Probabilmente, come reazione a questa situazione, negli ultimi anni l’etica alimentare ha accresciuto la sua importanza all’interno della cultura sociale. Di conseguenza, ha cominciato a svilupparsi da diversi anni presso i consumatori occidentali anche una consapevolezza relativa alla necessità di stabilire una sintonia tra il corpo umano e il mondo naturale. Tradizionalmente, la natura è stata vista in Italia come un soggetto affettuoso e protettivo (“madre natura”), ma negli ultimi anni è diventata suo malgrado un soggetto dal quale possono provenire anche dei pericoli. È diventata cioè una “natura matrigna”. Si sviluppa pertanto la ricerca di un rapporto armonico con la natura, ovvero di un punto di equilibrio tra le esigenze di sviluppo del mondo umano e industriale e il bisogno di sopravvivenza del mondo naturale.
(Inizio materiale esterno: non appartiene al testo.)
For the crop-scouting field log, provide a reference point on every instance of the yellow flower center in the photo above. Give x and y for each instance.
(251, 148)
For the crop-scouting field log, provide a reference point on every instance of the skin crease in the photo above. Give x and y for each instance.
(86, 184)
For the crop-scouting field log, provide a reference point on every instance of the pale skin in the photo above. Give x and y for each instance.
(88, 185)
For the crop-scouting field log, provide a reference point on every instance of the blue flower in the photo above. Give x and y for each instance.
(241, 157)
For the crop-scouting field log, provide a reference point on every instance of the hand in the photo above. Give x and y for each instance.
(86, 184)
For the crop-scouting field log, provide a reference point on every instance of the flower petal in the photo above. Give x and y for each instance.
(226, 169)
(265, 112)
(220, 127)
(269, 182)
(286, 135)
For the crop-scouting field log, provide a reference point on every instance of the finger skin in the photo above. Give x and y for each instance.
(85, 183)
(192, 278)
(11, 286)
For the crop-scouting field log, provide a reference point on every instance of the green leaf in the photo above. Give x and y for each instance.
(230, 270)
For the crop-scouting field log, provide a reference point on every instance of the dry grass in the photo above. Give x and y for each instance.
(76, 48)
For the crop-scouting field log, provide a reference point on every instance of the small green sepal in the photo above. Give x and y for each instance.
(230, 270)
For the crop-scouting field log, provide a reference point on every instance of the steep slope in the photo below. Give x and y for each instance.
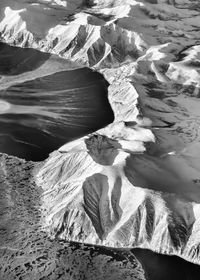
(105, 188)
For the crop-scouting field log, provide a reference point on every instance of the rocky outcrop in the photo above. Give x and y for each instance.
(104, 188)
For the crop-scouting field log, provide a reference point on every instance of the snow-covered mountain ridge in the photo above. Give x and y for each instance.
(136, 182)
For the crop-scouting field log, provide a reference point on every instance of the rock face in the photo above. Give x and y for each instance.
(135, 183)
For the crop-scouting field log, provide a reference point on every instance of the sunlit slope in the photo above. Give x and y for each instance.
(105, 189)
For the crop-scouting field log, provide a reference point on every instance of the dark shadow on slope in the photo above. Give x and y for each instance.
(47, 112)
(161, 267)
(169, 174)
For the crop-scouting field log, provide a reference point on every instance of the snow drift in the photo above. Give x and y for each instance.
(136, 182)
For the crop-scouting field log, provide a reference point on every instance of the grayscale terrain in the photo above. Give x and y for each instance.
(101, 99)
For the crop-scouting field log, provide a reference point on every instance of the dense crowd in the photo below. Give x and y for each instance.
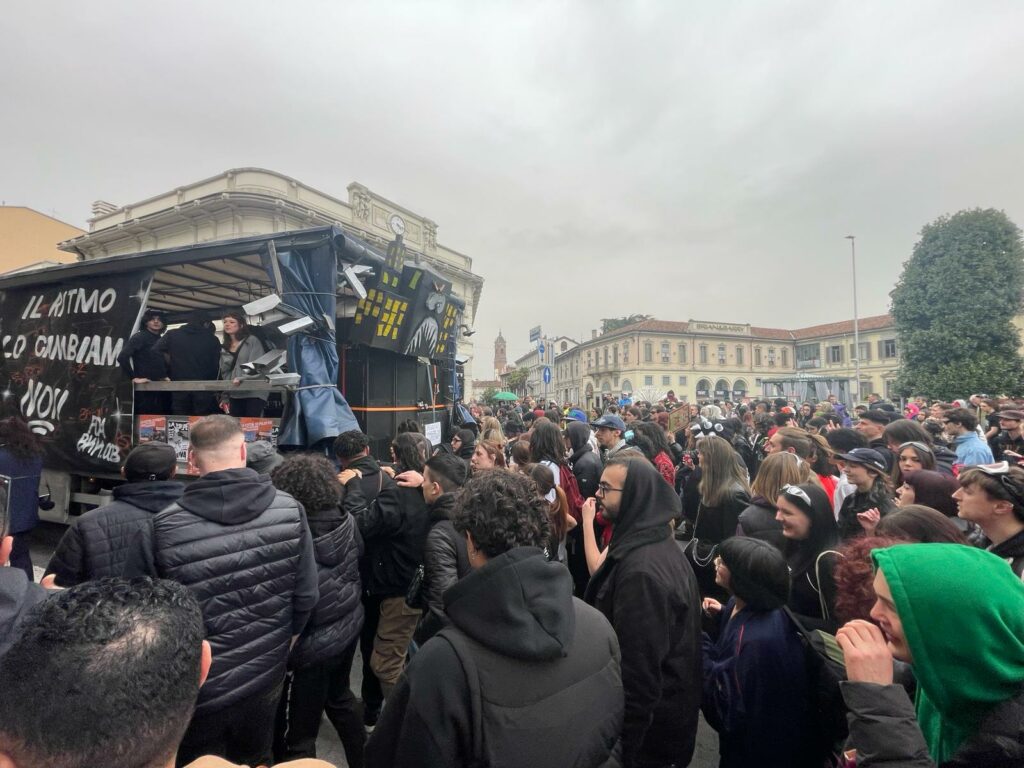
(547, 587)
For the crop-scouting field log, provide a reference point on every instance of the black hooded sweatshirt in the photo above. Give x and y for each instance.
(648, 592)
(547, 663)
(245, 550)
(585, 463)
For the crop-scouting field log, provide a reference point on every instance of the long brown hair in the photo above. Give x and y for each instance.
(721, 471)
(243, 329)
(544, 478)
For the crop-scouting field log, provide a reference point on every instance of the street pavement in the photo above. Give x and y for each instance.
(46, 536)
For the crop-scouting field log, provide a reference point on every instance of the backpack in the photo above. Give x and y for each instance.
(826, 713)
(570, 487)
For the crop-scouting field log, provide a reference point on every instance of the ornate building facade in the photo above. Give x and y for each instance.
(707, 360)
(244, 202)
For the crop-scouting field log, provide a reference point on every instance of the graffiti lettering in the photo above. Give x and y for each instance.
(95, 350)
(94, 443)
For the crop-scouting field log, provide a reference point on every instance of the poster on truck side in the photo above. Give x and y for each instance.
(59, 344)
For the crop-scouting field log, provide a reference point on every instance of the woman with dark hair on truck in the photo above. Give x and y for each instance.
(20, 460)
(240, 346)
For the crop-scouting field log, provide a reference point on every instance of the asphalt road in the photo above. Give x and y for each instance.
(46, 536)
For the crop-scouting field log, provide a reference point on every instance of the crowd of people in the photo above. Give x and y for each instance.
(547, 587)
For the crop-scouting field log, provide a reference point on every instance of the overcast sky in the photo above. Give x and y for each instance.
(595, 159)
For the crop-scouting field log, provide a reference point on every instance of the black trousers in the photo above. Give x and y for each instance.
(373, 696)
(252, 407)
(310, 692)
(241, 733)
(20, 555)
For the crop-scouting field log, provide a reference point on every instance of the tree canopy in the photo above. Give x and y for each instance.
(954, 306)
(613, 324)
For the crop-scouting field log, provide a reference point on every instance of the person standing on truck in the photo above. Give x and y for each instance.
(141, 363)
(20, 460)
(98, 545)
(193, 353)
(240, 346)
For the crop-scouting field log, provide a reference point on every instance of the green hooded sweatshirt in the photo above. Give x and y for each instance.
(963, 615)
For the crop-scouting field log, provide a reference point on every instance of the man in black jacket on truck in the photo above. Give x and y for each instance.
(245, 550)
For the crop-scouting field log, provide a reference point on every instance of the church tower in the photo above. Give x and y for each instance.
(501, 361)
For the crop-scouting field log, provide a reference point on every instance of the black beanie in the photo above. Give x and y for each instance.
(758, 572)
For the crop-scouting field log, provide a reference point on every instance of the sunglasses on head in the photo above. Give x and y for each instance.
(797, 492)
(1010, 484)
(918, 446)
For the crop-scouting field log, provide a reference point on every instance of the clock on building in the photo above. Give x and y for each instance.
(396, 224)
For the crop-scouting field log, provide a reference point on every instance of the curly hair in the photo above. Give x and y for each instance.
(349, 444)
(411, 451)
(855, 577)
(311, 478)
(133, 646)
(502, 511)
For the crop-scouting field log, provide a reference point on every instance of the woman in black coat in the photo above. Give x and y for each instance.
(809, 527)
(322, 658)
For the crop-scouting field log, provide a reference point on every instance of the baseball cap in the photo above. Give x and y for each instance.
(262, 457)
(610, 421)
(867, 457)
(151, 461)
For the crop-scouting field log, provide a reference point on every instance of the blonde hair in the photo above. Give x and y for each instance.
(721, 470)
(778, 470)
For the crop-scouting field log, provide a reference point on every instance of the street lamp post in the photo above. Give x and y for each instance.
(856, 330)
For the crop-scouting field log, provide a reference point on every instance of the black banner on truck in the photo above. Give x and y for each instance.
(59, 346)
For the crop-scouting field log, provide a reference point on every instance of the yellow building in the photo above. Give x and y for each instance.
(708, 360)
(30, 238)
(245, 202)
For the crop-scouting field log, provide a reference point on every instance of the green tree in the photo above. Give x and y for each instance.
(954, 305)
(613, 324)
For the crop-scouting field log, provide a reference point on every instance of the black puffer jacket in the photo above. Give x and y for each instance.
(445, 560)
(884, 729)
(648, 592)
(858, 502)
(97, 546)
(393, 525)
(758, 521)
(338, 616)
(536, 669)
(245, 550)
(585, 463)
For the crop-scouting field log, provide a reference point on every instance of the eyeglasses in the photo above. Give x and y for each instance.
(797, 492)
(918, 446)
(1009, 482)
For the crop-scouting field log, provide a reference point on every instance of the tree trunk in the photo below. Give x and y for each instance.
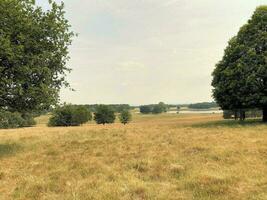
(264, 114)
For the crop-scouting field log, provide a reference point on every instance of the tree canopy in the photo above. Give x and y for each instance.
(240, 78)
(33, 54)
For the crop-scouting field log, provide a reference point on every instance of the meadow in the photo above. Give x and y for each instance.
(165, 156)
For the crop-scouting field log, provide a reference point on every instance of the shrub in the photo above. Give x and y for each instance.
(104, 115)
(125, 117)
(146, 109)
(28, 120)
(70, 115)
(12, 120)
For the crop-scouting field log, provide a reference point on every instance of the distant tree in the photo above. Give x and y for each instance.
(157, 109)
(203, 105)
(104, 115)
(125, 117)
(146, 109)
(240, 78)
(70, 115)
(163, 106)
(33, 55)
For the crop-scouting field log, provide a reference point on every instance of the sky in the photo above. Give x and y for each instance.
(147, 51)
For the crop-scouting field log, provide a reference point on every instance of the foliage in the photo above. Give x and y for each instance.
(125, 117)
(104, 115)
(70, 115)
(240, 78)
(155, 108)
(33, 51)
(251, 113)
(204, 105)
(15, 120)
(145, 109)
(116, 107)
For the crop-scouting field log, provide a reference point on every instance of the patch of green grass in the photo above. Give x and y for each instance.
(8, 149)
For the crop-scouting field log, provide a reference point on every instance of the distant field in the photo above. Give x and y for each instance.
(166, 156)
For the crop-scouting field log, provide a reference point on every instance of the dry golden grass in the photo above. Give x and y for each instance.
(155, 157)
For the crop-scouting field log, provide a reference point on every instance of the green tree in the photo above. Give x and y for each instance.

Sta crescendo, di conseguenza, il consumo di alimenti biologici e naturali, ma anche, più in generale, quello di alimenti che possono essere considerati salutistici e “medicinali”.

 

Questo può essere considerato comunque un fenomeno che appare avere una diffusione limitata nel mercato e sul piano sociale. Perché, anche se sono evidenti le notevoli conseguenze prodotte da una grave crisi economica che in Italia è in corso da circa una decina d’anni, i comportamenti di consumo preesistenti a tale periodo non sono scomparsi. Ne consegue dunque che i modelli di consumo tendono a diventare sempre più eclettici, in quanto contraddistinti da una crescente mescolanza di prodotti economici e di lusso, anonimi e di marca, edonisti e salutisti, ecc.